JACKSON: Sure. Well, as a practical matter, because he engaged in the act of murder, the penalty is going to be significant. It doesn't get any more significant than the death penalty. And in fact, what ends up happening is, for a hate crime to be proven at the federal level or any other level, you have to demonstrate what the basis was for committing the act. Why did you engage in it? Did it have anything to do with racial intolerance, with intimidation? You know, so you have to establish that.

As a practical matter, Wolf, when it comes to simply establishing murder, that you need to show as a motive, why he would have engaged in this act, and that is the state of mind. But you otherwise don't have to demonstrate for a murder charge that it was predicated upon hate.

What also needs to be mentioned is that he's eligible for the death penalty because of what we call an aggravating circumstance. He killed two or more people at the same time. And so either way, whether it's prosecuted federally as a hate crime or whether it's prosecuted at the state level without any hate legislation but simply as a result of a murder charge, the penalty is significant and could result in his death.

BLITZER: And Matthew, could he also be charged with an act of terror?

HORACE: I'm not quite sure on that one, Wolf. I think -- I think we're going to have to look and see, you know, if he was a prohibited person with a gun or not, and what his intent was. It all comes down to intent.

BLITZER: What do you think, Tom?

FUENTES: Matthew is correct. If it's because of ideology or some political, religious, ethnic belief, then it could be an act of terror. But again, as Joey was mentioning, you'd have to prove that additional element.
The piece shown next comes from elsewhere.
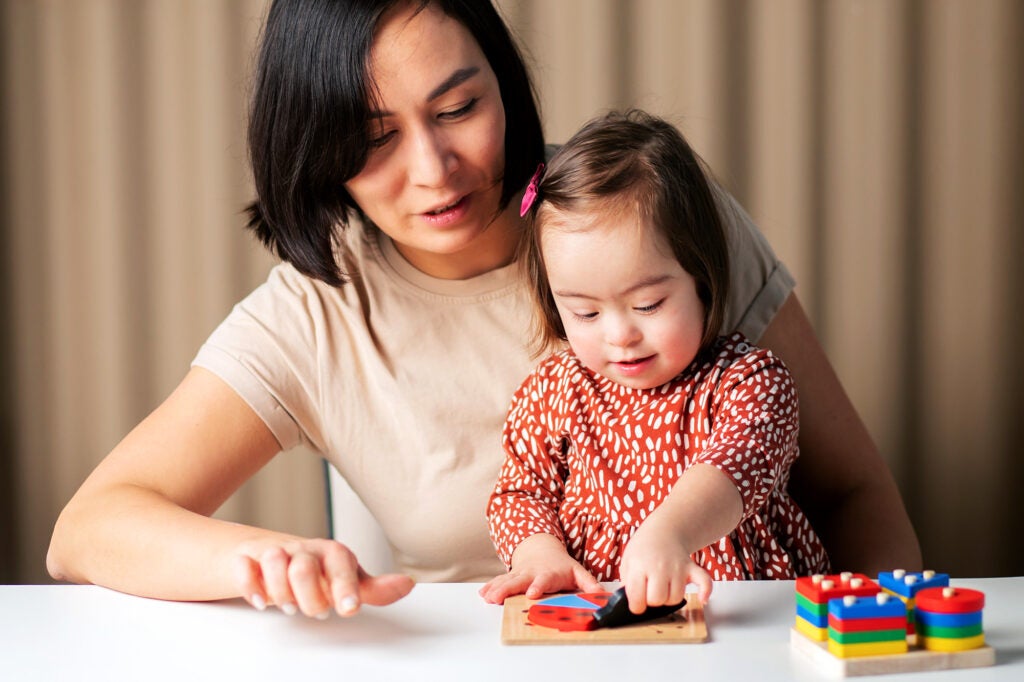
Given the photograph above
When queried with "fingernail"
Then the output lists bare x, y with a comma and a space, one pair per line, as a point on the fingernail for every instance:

Premeditated murder in this case is going to be much easier. The gun, his bullets, into the people that killed. And the premeditation, as he sat there for an hour. So it's not like this was road rage or some sudden impulse. He thought about it, had another hour to think about it, then coolly, calmly killed those people. BLITZER: You think, Matthew, there's anything in his background

that would fit a profile of a mass murderer? We know he's charged with drug possession, trespassing, 21 years old. But people don't remember him necessarily as being a potential mass murderer, if you will.

HORACE: Wolf, you look at the profile of other active shooters throughout the last decade or two. Most single lone wolf attackers, most male, most in that same age range. So I think the more we dig, the more we're going to find over the next couple of days and weeks and months to try to determine what sparked this individual to do this.

BLITZER: Matthew Horace, thank you. Tom Fuentes, Joey Jackson, guys, all of you, thanks very much.

[17:55:04] Coming up, we'll have more on the breaking news, the alleged gunman in the massacre of nine worshippers at a historic black church now in custody, arrested 250 miles away from the Charleston, South Carolina, crime scene.

We have new details coming into THE SITUATION ROOM about the suspect, the victims, and the investigation.

(COMMERCIAL BREAK)

[18:00:03] BLITZER: Happening now, breaking news. In custody. The alleged shooter in the Charleston church massacre is being flown back to South Carolina to face charges just hours after his capture.